Here is the final version of your GitHub README.md with both training accuracy (80%) and testing accuracy (79%) clearly mentioned:
# 🐦 Twitter Sentiment Analysis Using Machine Learning
This project aims to analyze and classify sentiments expressed in tweets related to various airlines. It applies machine learning techniques to categorize each tweet as **Positive**, **Negative**, or **Neutral** based on its textual content.
---
## 📌 Objective
To build a machine learning model that classifies the sentiment of tweets using Natural Language Processing (NLP) and vectorization techniques.
---
## 📂 Dataset
The dataset used is `train.csv`, containing the following key columns:
- `tweet_id` – Unique ID for each tweet
- `airline` – The airline company mentioned
- `airline_sentiment` – The sentiment label (positive, negative, neutral)

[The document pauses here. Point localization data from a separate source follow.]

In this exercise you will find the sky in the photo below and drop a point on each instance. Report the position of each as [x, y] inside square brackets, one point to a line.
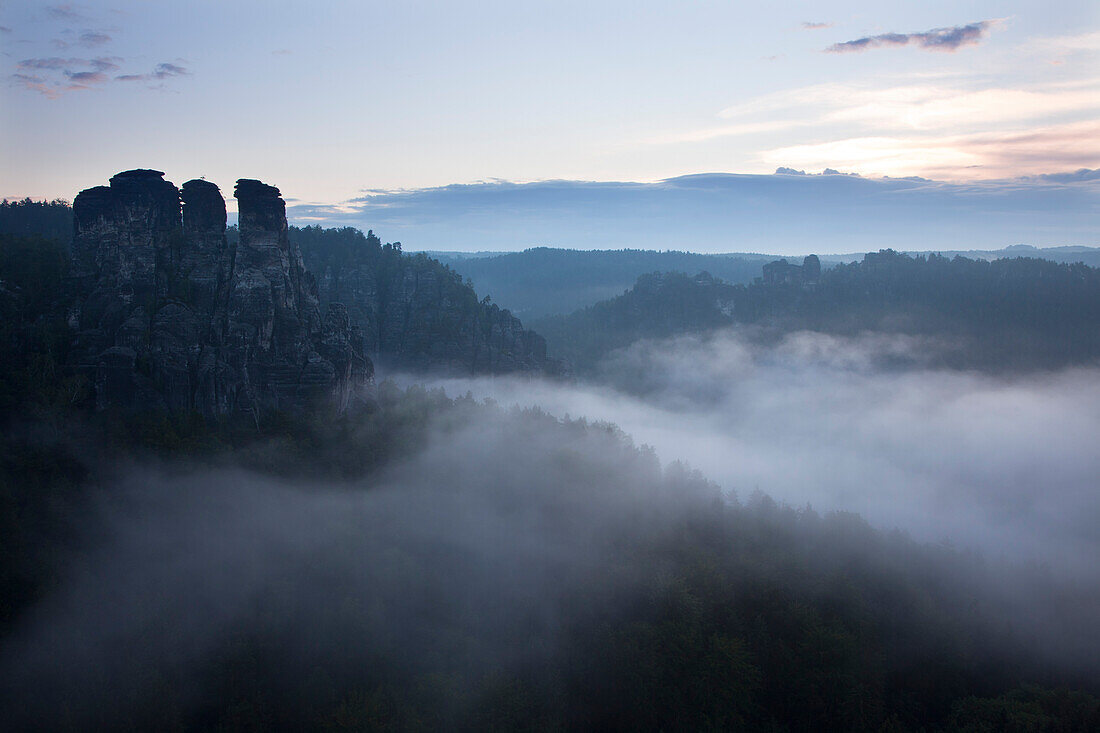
[345, 104]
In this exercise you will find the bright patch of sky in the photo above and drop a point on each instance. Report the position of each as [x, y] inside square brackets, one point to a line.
[332, 98]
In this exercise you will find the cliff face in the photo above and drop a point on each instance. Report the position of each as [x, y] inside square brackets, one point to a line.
[417, 314]
[168, 316]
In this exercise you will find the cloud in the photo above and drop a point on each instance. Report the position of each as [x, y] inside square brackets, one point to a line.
[1004, 154]
[86, 77]
[66, 11]
[161, 72]
[53, 76]
[91, 39]
[54, 63]
[938, 39]
[728, 212]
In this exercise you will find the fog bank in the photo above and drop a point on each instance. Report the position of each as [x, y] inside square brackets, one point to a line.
[1005, 466]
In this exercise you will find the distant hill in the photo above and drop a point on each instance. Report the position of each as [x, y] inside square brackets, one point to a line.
[541, 282]
[1001, 315]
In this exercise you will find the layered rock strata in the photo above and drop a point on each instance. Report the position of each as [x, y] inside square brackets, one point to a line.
[169, 316]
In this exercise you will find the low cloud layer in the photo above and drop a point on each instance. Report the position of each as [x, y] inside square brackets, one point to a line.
[937, 39]
[54, 76]
[724, 212]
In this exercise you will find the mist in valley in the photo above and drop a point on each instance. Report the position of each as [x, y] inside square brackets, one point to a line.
[1003, 465]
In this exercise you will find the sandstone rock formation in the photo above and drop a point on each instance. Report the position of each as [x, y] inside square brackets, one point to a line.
[168, 316]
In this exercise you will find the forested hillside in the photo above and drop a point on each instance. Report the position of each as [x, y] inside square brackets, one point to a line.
[1002, 315]
[415, 312]
[543, 282]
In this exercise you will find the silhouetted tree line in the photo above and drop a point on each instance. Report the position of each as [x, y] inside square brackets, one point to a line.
[1011, 314]
[541, 281]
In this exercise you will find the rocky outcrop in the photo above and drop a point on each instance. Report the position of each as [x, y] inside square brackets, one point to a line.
[168, 316]
[414, 313]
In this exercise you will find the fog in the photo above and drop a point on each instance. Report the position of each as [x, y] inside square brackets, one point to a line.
[508, 528]
[1007, 466]
[457, 560]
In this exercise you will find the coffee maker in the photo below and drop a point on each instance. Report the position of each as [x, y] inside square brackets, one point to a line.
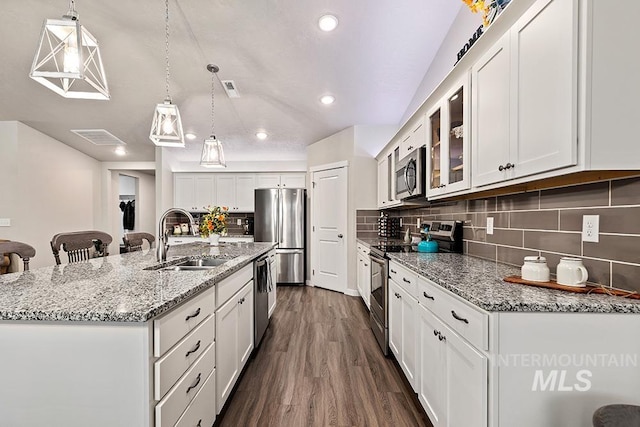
[248, 226]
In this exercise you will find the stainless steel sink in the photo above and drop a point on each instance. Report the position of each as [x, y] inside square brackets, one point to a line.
[196, 264]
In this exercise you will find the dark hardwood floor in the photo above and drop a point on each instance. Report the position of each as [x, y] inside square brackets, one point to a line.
[319, 365]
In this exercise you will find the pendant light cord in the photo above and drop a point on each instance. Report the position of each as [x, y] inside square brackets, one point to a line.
[166, 34]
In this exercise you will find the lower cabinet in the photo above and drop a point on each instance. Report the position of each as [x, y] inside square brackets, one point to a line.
[234, 340]
[452, 375]
[274, 275]
[402, 329]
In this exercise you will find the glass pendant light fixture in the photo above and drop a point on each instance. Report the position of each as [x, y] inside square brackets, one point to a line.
[212, 153]
[68, 59]
[166, 129]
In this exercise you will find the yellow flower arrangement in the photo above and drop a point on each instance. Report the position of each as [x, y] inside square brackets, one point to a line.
[215, 221]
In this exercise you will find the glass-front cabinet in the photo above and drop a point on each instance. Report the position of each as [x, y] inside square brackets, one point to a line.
[448, 142]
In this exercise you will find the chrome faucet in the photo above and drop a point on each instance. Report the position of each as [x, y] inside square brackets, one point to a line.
[163, 235]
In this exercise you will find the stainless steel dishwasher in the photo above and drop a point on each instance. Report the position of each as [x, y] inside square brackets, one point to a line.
[261, 287]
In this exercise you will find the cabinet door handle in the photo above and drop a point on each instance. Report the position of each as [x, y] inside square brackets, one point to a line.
[194, 385]
[191, 316]
[455, 316]
[194, 349]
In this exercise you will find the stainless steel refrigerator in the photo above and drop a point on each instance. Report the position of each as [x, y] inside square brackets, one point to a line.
[280, 217]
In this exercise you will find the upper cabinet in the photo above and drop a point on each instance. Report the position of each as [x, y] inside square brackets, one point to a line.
[288, 180]
[524, 101]
[447, 130]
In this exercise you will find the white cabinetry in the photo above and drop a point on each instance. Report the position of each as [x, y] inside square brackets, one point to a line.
[290, 180]
[452, 372]
[236, 191]
[524, 101]
[403, 310]
[363, 273]
[234, 330]
[274, 275]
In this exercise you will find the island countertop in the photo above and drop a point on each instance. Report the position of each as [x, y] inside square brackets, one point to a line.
[118, 288]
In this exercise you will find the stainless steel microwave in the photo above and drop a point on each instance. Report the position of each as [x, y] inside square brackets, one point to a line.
[410, 175]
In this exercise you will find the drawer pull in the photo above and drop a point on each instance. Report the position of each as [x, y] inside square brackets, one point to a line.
[462, 319]
[196, 383]
[191, 316]
[427, 296]
[196, 348]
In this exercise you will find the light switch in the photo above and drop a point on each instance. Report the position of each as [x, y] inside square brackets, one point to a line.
[489, 225]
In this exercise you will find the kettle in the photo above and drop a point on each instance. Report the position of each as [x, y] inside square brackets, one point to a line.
[428, 245]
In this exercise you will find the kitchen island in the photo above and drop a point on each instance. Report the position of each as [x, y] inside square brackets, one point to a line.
[92, 343]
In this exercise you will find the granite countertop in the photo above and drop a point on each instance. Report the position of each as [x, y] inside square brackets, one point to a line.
[118, 288]
[480, 282]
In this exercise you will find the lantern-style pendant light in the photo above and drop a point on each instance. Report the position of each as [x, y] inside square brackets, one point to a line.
[212, 153]
[68, 59]
[166, 129]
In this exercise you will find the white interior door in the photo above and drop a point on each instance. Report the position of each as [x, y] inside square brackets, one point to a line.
[329, 229]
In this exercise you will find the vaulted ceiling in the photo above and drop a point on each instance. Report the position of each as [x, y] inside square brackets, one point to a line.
[279, 59]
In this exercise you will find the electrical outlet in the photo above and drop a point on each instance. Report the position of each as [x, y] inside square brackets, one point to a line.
[489, 225]
[591, 228]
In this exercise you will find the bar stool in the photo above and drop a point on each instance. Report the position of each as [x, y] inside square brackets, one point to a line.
[78, 245]
[133, 241]
[24, 251]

- `text` – The content of the tweet
---
## 🧰 Libraries Used
- `pandas`, `numpy` – Data manipulation
- `matplotlib`, `seaborn` – Data visualization
- `nltk` – Text preprocessing
- `sklearn` – Machine learning models and evaluation
- `wordcloud` – Word cloud visualization
---
## 🔄 Workflow
### 1. **Data Preprocessing**
- Lowercasing text
- Removing URLs, mentions, hashtags, punctuations
- Removing stopwords
- Tokenization and Lemmatization (using NLTK)

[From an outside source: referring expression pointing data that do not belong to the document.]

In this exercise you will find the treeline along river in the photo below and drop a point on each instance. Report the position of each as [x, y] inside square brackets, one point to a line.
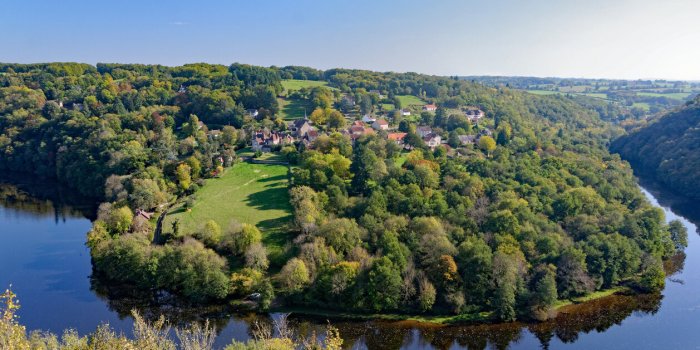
[44, 257]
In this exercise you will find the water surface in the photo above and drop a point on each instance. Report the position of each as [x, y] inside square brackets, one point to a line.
[43, 256]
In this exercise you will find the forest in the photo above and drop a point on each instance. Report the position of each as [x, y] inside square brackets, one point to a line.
[508, 228]
[667, 149]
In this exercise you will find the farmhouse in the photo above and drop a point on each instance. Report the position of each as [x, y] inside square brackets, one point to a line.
[253, 113]
[485, 132]
[432, 140]
[368, 118]
[300, 127]
[467, 139]
[380, 124]
[358, 129]
[424, 131]
[474, 115]
[397, 137]
[376, 92]
[263, 140]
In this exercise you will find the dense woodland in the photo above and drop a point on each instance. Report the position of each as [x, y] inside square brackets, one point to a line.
[540, 213]
[667, 149]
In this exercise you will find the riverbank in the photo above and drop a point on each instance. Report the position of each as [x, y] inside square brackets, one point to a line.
[441, 320]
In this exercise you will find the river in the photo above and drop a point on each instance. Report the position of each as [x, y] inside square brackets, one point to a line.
[43, 256]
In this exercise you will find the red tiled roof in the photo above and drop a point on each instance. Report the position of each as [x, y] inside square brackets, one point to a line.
[396, 136]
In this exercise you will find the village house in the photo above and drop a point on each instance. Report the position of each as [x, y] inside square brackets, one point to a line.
[253, 113]
[367, 118]
[214, 134]
[300, 127]
[349, 99]
[475, 115]
[144, 214]
[432, 140]
[380, 124]
[263, 140]
[312, 135]
[377, 92]
[358, 129]
[424, 131]
[397, 137]
[430, 108]
[467, 139]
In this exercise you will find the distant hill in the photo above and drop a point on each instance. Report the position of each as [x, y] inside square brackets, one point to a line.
[669, 149]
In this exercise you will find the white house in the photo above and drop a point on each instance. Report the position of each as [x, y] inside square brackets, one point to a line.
[424, 131]
[380, 124]
[432, 140]
[368, 119]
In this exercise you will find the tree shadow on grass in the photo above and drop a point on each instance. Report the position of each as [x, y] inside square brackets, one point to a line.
[295, 109]
[273, 178]
[275, 198]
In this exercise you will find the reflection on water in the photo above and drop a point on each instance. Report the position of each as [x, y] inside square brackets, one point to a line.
[43, 228]
[42, 199]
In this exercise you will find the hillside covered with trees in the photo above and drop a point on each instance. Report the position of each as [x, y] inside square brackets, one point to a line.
[667, 149]
[516, 211]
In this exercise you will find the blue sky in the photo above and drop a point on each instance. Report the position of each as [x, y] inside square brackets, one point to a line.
[595, 38]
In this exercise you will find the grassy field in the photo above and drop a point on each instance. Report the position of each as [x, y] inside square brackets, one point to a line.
[293, 109]
[410, 100]
[249, 193]
[542, 92]
[676, 95]
[294, 84]
[387, 107]
[642, 105]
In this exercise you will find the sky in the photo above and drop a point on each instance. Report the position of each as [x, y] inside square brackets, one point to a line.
[618, 39]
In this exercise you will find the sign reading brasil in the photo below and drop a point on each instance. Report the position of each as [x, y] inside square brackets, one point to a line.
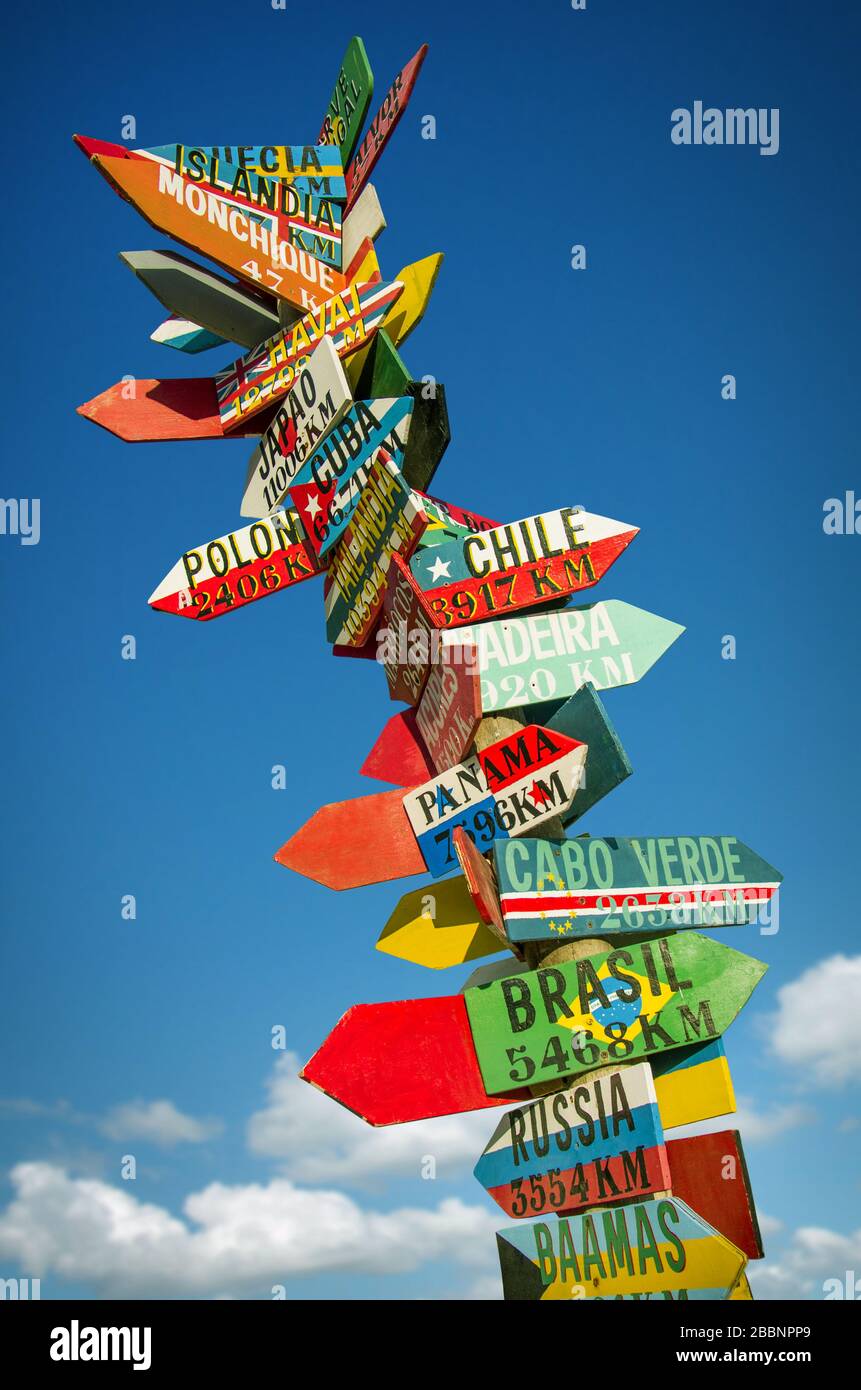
[615, 1007]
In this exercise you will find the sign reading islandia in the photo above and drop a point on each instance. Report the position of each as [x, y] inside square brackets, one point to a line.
[518, 566]
[237, 569]
[591, 887]
[269, 371]
[526, 660]
[511, 787]
[315, 405]
[600, 1141]
[653, 1250]
[612, 1007]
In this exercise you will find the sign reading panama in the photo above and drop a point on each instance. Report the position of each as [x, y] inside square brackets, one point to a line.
[591, 886]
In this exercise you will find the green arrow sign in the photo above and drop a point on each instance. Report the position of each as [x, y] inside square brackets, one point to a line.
[525, 660]
[615, 1007]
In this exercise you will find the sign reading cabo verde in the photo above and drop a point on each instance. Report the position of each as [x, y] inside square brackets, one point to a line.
[511, 787]
[590, 886]
[525, 660]
[237, 569]
[330, 483]
[244, 236]
[533, 560]
[611, 1007]
[653, 1250]
[349, 100]
[600, 1141]
[388, 520]
[316, 403]
[269, 371]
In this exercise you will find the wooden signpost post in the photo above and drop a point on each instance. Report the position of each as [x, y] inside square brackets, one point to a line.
[600, 1020]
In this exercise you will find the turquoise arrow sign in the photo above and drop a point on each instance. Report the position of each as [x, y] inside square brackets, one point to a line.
[525, 660]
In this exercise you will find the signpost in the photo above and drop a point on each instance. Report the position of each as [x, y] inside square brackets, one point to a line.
[651, 1250]
[600, 887]
[437, 926]
[600, 1020]
[223, 307]
[328, 485]
[618, 1005]
[349, 100]
[413, 1059]
[317, 402]
[381, 127]
[509, 788]
[594, 1143]
[536, 560]
[527, 660]
[237, 569]
[269, 371]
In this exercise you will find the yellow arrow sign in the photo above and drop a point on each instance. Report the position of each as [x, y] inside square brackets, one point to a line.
[438, 926]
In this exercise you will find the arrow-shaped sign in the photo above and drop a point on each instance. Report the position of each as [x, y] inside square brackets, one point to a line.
[237, 569]
[651, 1250]
[381, 127]
[526, 660]
[619, 1005]
[508, 788]
[415, 1059]
[557, 888]
[536, 560]
[349, 100]
[223, 307]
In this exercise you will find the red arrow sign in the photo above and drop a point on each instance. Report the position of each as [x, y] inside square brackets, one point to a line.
[353, 843]
[415, 1059]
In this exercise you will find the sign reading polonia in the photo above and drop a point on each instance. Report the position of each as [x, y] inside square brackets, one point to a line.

### 2. **Exploratory Data Analysis**
- Visualizing sentiment distribution
- Airline-wise sentiment analysis
- Word clouds for each sentiment category
### 3. **Feature Extraction**
- TF-IDF Vectorization of cleaned text
### 4. **Model Training**
Trained the following classifiers:
- Logistic Regression
- Naive Bayes
- Random Forest
- Support Vector Machine (SVM)
> 📈 **Best Model Training Accuracy: ~80%**
> 🧪 **Best Model Testing Accuracy: ~79%**
### 5. **Model Evaluation**
Used the following metrics:
- Accuracy
- Confusion Matrix
- Classification Report
---
## ✅ Results
The best-performing model achieved:
- **Training Accuracy:** ~80%
- **Testing Accuracy:** ~79%
These results indicate strong model performance with minimal overfitting.
---
## 💡 Possible Improvements
- Integrate deep learning models like LSTM for better results
- Add real-time tweet scraping using Tweepy (Twitter API)
- Use Word2Vec or transformer-based embeddings (like BERT)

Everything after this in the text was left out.